Operations within Canberra's jail have been in breach of the Corrections Management ACT 2007 for years.
Under Section 44 of that act, the director-general of the Justice and Community Safety directorate is required to "ensure that convicted detainees are accommodated separately from non-convicted detainees".
However, the massive upswell in prisoner numbers in recent years, which has put the Alexander Macononchie Centre at or near maximum capacity on a regular basis, has forced a regular reshuffle of inmates within the prison.
Women prisoners are now lodged within the former high-security male block known as the Special Care Centre. To make matters worse, following the November 2020 riot, a number of the cells were rendered uninhabitable.
As the independent Inspector of Corrections, Neil McAllister, told the standing committee on Justice and Community Safety: "the names of the blocks at the AMC do not mean anything anymore."
He further noted that that "there is really no distinction at the AMC at all between the treatment of a person on remand and a convicted person".
While the government has been promoting policy initiatives and reforms under its "building communities, not prisons" strategy, the lack of appropriate physical infrastructure to separate the swelling cohort of inmates with different needs, such as vulnerable prisoners, women, first-time inmates, remanded and convicted prisoners, remains a prevailing issue.
Remand prisoners currently comprise 39 percent of the prison population, according to data provided to the standing committee by the former head of ACT Corrections.
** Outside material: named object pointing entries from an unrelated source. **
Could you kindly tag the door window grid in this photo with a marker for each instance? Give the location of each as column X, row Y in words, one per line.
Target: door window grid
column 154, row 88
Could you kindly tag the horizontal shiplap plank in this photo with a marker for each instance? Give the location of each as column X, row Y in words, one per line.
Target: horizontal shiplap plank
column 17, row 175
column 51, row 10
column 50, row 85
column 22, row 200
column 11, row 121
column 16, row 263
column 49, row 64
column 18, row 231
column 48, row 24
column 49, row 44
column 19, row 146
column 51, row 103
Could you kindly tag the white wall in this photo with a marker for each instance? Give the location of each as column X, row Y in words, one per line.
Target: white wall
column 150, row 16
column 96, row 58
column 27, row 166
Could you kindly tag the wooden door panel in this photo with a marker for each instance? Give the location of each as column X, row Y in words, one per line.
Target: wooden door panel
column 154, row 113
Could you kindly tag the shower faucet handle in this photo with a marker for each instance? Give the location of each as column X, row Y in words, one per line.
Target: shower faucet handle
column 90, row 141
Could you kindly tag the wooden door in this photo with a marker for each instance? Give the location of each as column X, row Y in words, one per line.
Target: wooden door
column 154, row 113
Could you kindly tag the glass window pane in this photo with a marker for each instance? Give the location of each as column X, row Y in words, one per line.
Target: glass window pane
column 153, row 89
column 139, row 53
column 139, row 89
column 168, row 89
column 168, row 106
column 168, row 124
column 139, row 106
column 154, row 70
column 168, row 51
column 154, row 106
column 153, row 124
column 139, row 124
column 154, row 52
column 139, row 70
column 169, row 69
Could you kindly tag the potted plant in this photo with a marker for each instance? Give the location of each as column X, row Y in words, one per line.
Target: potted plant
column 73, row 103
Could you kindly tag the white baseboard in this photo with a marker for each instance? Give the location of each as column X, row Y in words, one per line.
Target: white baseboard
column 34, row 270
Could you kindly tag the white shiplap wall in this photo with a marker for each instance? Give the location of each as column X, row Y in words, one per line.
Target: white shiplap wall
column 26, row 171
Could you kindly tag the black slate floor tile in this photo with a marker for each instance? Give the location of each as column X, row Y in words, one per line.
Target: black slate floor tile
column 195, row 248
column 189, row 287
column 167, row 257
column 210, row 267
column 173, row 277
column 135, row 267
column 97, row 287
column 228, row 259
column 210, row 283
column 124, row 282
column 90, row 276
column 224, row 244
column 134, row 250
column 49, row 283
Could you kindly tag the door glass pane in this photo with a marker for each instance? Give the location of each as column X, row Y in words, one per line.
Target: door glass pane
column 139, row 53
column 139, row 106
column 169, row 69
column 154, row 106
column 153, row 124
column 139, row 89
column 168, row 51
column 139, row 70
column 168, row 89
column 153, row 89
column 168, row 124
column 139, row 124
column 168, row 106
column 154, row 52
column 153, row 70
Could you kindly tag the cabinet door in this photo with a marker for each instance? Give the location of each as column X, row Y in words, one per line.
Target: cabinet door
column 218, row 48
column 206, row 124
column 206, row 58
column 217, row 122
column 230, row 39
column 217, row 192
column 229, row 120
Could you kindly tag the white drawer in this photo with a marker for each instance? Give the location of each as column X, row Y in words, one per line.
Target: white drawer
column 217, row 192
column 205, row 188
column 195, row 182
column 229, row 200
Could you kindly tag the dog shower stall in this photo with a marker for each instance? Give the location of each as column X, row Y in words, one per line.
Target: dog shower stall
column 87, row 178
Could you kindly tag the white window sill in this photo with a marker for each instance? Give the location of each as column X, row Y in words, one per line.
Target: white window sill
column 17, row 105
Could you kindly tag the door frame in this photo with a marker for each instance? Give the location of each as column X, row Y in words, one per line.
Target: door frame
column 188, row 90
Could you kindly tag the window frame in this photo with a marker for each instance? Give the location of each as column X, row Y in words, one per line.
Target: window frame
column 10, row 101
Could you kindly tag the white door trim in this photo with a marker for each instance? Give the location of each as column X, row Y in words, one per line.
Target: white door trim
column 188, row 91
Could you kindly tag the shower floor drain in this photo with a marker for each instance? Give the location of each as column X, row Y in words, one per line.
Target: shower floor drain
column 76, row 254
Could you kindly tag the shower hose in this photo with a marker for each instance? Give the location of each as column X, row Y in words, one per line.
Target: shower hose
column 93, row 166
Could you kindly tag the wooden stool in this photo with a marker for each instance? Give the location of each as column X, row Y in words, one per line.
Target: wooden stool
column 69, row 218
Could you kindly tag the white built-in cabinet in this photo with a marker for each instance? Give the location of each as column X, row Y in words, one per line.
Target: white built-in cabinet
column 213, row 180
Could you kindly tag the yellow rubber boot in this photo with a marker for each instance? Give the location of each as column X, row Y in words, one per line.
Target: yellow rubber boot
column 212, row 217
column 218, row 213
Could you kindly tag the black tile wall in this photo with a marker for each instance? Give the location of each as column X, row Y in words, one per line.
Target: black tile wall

Work is expected to start later this year on the 80-bed Reintegration Centre proposed for outside the maximum security wire. However, this is not seen as a solution to the remand issue but rather a way in which prisoners can start to adjust to life "on the outside" before release.
In 2004, when the construction of a Canberra prison was first proposed by former chief minister Jon Stanhope, he pitched a 139-bed section specifically for remand prisoners (to replace the Symonston and Belconnen centre) as well as a separate 175-bed section for sentenced prisoners and a 60-bed transitional centre for soon-to-be-released inmates.
Two years before the new jail was opened, former attorney-general Simon Corbell told the ACT Legislative Assembly that the prison's capacity "would meet the needs of our prisoner population well into the future ... certainly for the next 20 to 25 years".
As a result, the Belconnen Remand Centre closed in 2009, a year after the new jail began admitting prisoners.